SPECIAL EVENT: Former U.S. Vice President Al Gore will make a presentation on climate change at 7:30 p.m., Tuesday, May 23, at Zellerbach Auditorium. The event will require advance reservations. Details to be announced here soon.
The University, Scientific Research, and Climate Change
What’s at Risk? Biophysical, Economic, and Social Impacts
Business Perspectives on Climate Change
Promising Technologies and Strategies
The Coal Problem: Energy Demand, Fuel Options, and Carbon Storage
Sustainable Cities: Action at the Municipal Level
California’s Climate Policy: Action at the State Level
Emission Limits, Ethics, and the Right to Development
Climate Change and the Media
Featured Speakers Include:
Steven Chu, 1997 Nobel Prize in physics, Director, Berkeley Lab
John P. Holdren, Harvard University, President of AAAS, 1995 Nobel Peace Prize (for Pugwash)
Amory Lovins, energy expert and director of the Rocky Mountain Institute
Terry Tamminen, special advisor to Gov. Arnold Schwarzenegger
Speakers from China’s State Environmental Protection Administration, China National Petroleum Corporation, Peking University, Tsinghua University, the Chinese Academy of Sciences, the Chinese Meteorological Administration, and the National Development and Reform Commission.

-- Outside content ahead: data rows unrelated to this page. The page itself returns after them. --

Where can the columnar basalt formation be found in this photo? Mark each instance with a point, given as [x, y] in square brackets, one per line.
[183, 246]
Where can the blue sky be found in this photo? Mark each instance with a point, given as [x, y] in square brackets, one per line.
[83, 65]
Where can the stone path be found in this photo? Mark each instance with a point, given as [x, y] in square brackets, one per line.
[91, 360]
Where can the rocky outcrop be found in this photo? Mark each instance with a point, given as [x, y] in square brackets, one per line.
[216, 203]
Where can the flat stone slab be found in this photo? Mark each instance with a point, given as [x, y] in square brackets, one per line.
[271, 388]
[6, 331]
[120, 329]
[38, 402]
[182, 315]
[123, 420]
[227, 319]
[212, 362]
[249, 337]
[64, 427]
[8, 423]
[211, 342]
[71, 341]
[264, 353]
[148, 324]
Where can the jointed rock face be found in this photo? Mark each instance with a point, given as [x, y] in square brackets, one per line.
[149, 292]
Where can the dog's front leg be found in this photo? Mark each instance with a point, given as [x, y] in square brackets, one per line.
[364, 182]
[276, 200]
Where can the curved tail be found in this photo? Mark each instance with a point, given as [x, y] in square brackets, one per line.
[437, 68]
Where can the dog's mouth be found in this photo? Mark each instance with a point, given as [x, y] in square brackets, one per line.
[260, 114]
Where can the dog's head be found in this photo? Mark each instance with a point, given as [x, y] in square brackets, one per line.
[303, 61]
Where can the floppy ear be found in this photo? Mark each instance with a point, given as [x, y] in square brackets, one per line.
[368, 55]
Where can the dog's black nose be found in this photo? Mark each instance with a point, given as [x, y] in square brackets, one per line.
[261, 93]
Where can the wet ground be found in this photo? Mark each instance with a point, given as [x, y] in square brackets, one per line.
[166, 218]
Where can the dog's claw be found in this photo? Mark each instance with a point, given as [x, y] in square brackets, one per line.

Representatives of major international insurance, venture capital, and energy companies, including Royal Dutch Shell
Inez Fung and Dan Kammen, co-directors UC Berkeley Institute for the Environment
George Akerlof, UC Berkeley professor of economics; 2001 Nobel Prize in economics
John Harte, UC Berkeley professor of Energy and Resources
Mark Levine, director of the Energy and Environmental Technology Division, Berkeley Lab
The China-U.S. Climate Change Forum is being organized by the Berkeley China Initiative, which is forging closer ties between U.C. Berkeley and China by bringing together key experts on important international and bilateral issues. Growing concern over climate change makes this topic an obvious choice for the first of this series of annual events.
The Forum is co-sponsored by Peking University’s College of Environmental Sciences and UC Berkeley’s Graduate School of Journalism, International and Area Studies, Institute of East Asian Studies, Center for Chinese Studies, Energy and Resources Group, and Berkeley Institute of the Environment. Financial sponsors include the Richard and Rhoda Goldman Fund, the Energy Foundation, and the Hewlett Foundation.